Tuesday, September 12, 2006

What is epidemiology?

ep·i·de·mi·ol·o·gy

Pronunciation: ĕp'ĭ-dē'mē-ŏl'ə-jē, -dĕm'ē-

Function: noun

Etymology: Late Latin epidemia + International Scientific Vocabulary -logy

  1. The Greek physician Hippocrates (~400 BC) was the first physician systmatically examined the relation of envirnomental factors and risk of a disease; he coined two terms ‘endemic’ and ‘epidemic’.
  2. a branch of medical science that deals with the incidence, distribution, and control of disease in a population.
  3. the sum of the factors controlling the presence or absence of a disease or pathogen.
  4. Hirsch (1883): science of the distribution of diseases of mankind.
  5. Frost (1927): the science of the mass-phenomena of infectious disease, or as the natural history of infectious disease; - conscerned not merely with describing the distribution of disease, but equally or more fitting into a consistent philosophy.
  6. Greenwood (1934): the study of disease as a mass phenomenon.
  7. Frost (1936): epidemiology at any given time is something more than the total of its established factors.
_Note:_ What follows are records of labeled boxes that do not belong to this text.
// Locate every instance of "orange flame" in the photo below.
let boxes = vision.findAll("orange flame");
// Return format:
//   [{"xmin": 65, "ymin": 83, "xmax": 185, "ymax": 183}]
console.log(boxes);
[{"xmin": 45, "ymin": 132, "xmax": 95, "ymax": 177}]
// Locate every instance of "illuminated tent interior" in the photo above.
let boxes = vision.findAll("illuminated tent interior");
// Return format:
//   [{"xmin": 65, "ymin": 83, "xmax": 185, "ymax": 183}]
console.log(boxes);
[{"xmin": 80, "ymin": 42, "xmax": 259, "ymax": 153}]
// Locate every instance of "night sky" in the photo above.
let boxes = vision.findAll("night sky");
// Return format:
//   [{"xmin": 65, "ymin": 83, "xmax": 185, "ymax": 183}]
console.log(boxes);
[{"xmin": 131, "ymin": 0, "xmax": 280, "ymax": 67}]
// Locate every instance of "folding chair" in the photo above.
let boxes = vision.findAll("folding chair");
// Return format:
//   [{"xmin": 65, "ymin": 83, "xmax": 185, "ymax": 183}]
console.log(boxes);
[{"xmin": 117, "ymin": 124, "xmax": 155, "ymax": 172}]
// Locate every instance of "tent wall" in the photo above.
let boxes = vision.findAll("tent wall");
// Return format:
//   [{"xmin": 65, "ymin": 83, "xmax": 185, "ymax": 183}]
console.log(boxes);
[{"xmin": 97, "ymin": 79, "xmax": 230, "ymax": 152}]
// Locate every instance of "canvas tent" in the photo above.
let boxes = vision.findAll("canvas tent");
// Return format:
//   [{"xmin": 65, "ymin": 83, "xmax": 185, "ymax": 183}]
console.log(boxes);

It includes their orderly arrangement into chains of inference which extend more or less beyond the bounds of direct observation.
  8. Maxcy (1951): ...relationships of the various factors and conditions which determine the frequencies and distribution of an infectious process, a disease or a physiologic state in a human community.
  9. Leavell & Clark (1958): factors influencing distribution of health, disease, disorder, death.
  10. MacMahon B (1960): the study of the distribution and determinants of disease prevalence in man.
  11. Lilienfeld AM (1985): the study of the distribution of a disease or condition in a population and of those factors which influence their distribution.